Monday, December 30, 2013

iPhone: Not the Future of Gaming

Tech writers raised much ballyhoo regarding the adoption of the iPhone as the preferred gaming device of the masses.  There is one problem with this:  the iPhone is simply too expensive.  Apple sells their latest phone at $650 as the base price (additional storage raising the price in $100 increments).  The iPhone 5s pushes approximately 115 GFLOPS of graphical power for that amount of money.  The forthcoming PlayStation 4 on the other hand delivers 1840 GFLOPS for $400.  The PlayStation 4 provides more value for the dollar compared to an iPhone 5s.  Other devices beat it or are at least competitive with it.  I've assembled a table to display relative GPU efficiency of devices:

Gaming Efficiency
Device iPhone 5s PlayStation 4 Xbox One 3DS Wii U Lumia 521* Vita
Cost $650 $400 $500 $170 $300 $150** $200
GFLOPS 115 1840 1230 4.8 352 19.2 51.2
GFLOPS
per dollar
0.177 4.6 2.46 0.0282 1.173 0.128 0.256
*Assume it runs Adreno 305 GPU.  There should be similar Android phones in that price/performance range.
**Nokia/Microsoft cut the price to $100 recently, but they may be taking a loss and the nature of cell phones means a new model will be out next year.  So, $150 makes a good base price for comparison.
(Source for device GFLOPS:  http://kyokojap.myweb.hinet.net/gpu_gflops/)

With a voice and data plan, the iPhone 5s costs a user about $1,000 per year.  A typical family can't afford to give their children iPhones purely for gaming.  The iPhone 5s is so expensive that for the same price a person could buy a $50 pre-paid basic phone, a PlayStation 4 or desktop computer, and avoid a monthly cell phone bill.  Phone carriers subsidize the cost of the phone as part of the monthly bill (taking money from their standard plans to pay for the phone), but the costs are still too high for most families.

Additionally, a new iPhone comes out every six months to a year.  Keeping up with that pace drains the finances of the average consumer.  Consoles typically last at least five years before a replacement shows up and used games allow players to avoid $60 lemons.  Even copies of brand new console games drop after a while (see Greatest Hits versions of games on PlayStation).  PC gamers can upgrade graphics cards and make use of Steam sales to purchase games cheaply.  The iPhone is a money sink that practically requires cheap games to make up for the high costs of ownership.  And cheap games are not necessarily good games despite the hype for indie and mobile developers.  Not to mention that some mobile games push downloadable content heavily, sometimes costing over $100 to obtain every feature in a game.

GFLOPS aren't the be-all and end-all of gaming, but even in other areas the iPhone is lacking.  Fast-paced games require buttons; a touchscreen isn't good enough.  Using third-party controllers won't work well because developers would need to plan for multiple input schemes (such as one controller which includes shoulder buttons and another that doesn't).  Despite its far lower GFLOPS, the Nintendo 3DS at least contains buttons allowing for fast-reflex games and every developer can assume they are present during the development cycle.  The iPhone also does not allow for external SD cards or the swapping of batteries whereas far cheaper smartphones from competitors do.
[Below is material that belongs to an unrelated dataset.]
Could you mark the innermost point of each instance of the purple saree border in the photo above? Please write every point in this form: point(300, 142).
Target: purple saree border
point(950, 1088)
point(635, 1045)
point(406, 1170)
Expensive smartphones and data plans have their uses, but their total cost of ownership is far too high to function as dedicated gaming devices.  They could be casual gaming devices, but casual gaming devices don't need to cost $650 and push 115 GFLOPS.  If your job, if you have one, doesn't involve constant communication, then you probably shouldn't buy something like an iPhone.  At that point it's just a toy and there are cheaper and better toys out there.